# ![](https://ga-dash.s3.amazonaws.com/production/assets/logo-9f88ae6c9c3871690e33280fcf557f33.png) Project 3: Web APIs & NLP

--- 

*Group 3* | *Team Members: Constance, Wenzhe, Matthew, Joel*

### <b> Notebook 3: Sentiment Analysis using VADER </b>

<b> (a) Overview of Notebook 3 </b>

In this notebook, we will make use of the SentimentIntensityAnalyzer for sentiment analysis from our 2 selected subreddits.
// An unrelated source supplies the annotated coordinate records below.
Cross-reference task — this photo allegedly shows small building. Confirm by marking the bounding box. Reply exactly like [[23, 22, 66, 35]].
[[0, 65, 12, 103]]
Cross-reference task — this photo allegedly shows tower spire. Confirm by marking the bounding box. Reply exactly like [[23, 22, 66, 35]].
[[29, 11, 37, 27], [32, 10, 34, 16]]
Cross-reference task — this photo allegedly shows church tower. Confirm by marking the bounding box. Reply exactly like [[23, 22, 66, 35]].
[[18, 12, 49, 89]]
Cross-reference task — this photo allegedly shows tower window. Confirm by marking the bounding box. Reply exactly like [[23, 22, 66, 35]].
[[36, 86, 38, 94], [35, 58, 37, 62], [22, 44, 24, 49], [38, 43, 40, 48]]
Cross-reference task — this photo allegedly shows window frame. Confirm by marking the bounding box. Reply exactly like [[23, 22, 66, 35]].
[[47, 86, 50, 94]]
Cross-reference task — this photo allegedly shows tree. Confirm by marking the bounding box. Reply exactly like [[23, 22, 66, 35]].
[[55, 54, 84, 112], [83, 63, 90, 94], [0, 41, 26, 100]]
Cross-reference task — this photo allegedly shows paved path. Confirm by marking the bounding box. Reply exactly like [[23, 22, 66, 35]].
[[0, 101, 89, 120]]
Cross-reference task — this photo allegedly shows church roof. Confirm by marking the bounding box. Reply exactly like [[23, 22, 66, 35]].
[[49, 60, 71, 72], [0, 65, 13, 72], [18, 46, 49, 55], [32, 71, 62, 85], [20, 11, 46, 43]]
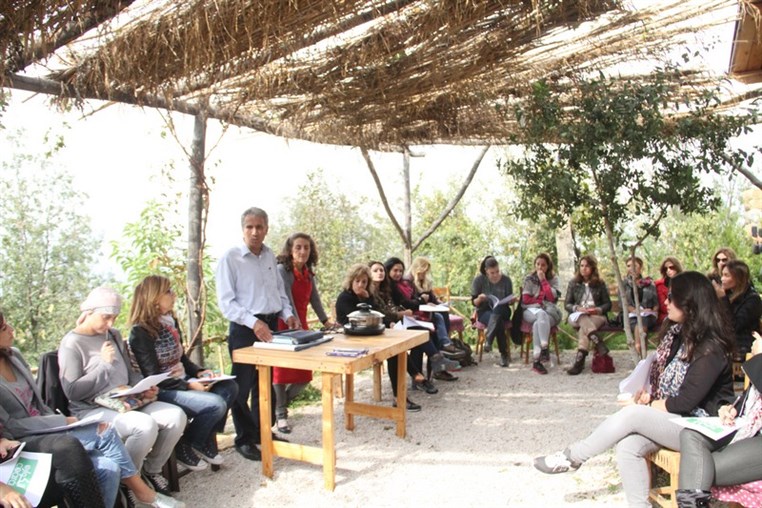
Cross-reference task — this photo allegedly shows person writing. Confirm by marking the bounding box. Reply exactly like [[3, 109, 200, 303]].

The rationale is that we want to preserve the original sentiments of the comments and if preprocessing were to be done on them i.e. stemming the words, the original sentiments will be lost. Based on background research, the VADER lexicon is robust enough to interpret text "as-is", hence we will put in the comments directly.

<br>

<b> (b) Structure of Notebook 3 </b>
* Use SentimentIntensityAnalyzer for Sentiment Analysis



---

### Import Libraries & Read Cleaned Data

In [1]:
# Imports
import numpy as np
import pandas as pd
import matplotlib.pyplot as plt
import seaborn as sns

# Sentiment analysis import
from nltk.sentiment.vader import SentimentIntensityAnalyzer

In [3]:
# Read filtered cleaned coffee and tea datasets ()
df_coffee = pd.read_csv("data/coffee_comments_clean_merged_filtered.csv")
df_tea    = pd.read_csv("data/tea_comments_clean_merged_filtered.csv")

In [4]:
df_coffee.head()

Unnamed: 0,thread_id,comment_id,comment_text,comment_score,author_name,id,title,score,num_comments,post_hint,self_text,author_name_thread,url,url_is_media,comment_score_top_or_bottom_4
0,19agk2c,kikp8lv,Hi! I’m a morning coffee drinker but I never m...,2,testingpage2025,19agk2c,[MOD] The Daily Question Thread,2,58,,\n\nWelcome to the daily [/r/Coffee](https://...,menschmaschine5,https://www.reddit.com/r/Coffee/comments/19agk...,0,1
1,19agk2c,kikxhmz,Any Scooters employees around? I need to know ...,2,Ok_Bet_2634,19agk2c,[MOD] The Daily Question Thread,2,58,,\n\nWelcome to the daily [/r/Coffee](https://...,menschmaschine5,https://www.reddit.com/r/Coffee/comments/19agk...,0,1
2,19agk2c,kil6vl0,I can't find a pumpkin spice latte recipe that...,1,automirage04,19agk2c,[MOD] The Daily Question Thread,2,58,,\n\nWelcome to the daily [/r/Coffee](https://...,menschmaschine5,https://www.reddit.com/r/Coffee/comments/19agk...,0,1
3,19agk2c,kilaorz,Hey all! I live in Costa Rica and regularly bu...,1,chuvakinfinity,19agk2c,[MOD] The Daily Question Thread,2,58,,\n\nWelcome to the daily [/r/Coffee](https://...,menschmaschine5,https://www.reddit.com/r/Coffee/comments/19agk...,0,1
4,19agk2c,kilrgdc,Hi everyone! Any recommendations for pour over...,1,exposinglikeshane,19agk2c,[MOD] The Daily Question Thread,2,58,,\n\nWelcome to the daily [/r/Coffee](https://...,menschmaschine5,https://www.reddit.com/r/Coffee/comments/19agk...,0,1



---

### Using VADER to derive sentiment analysis for coffee and tea

In [8]:
# instantiate Sentiment Intensity Analyzer
sentiment_analyzer = SentimentIntensityAnalyzer()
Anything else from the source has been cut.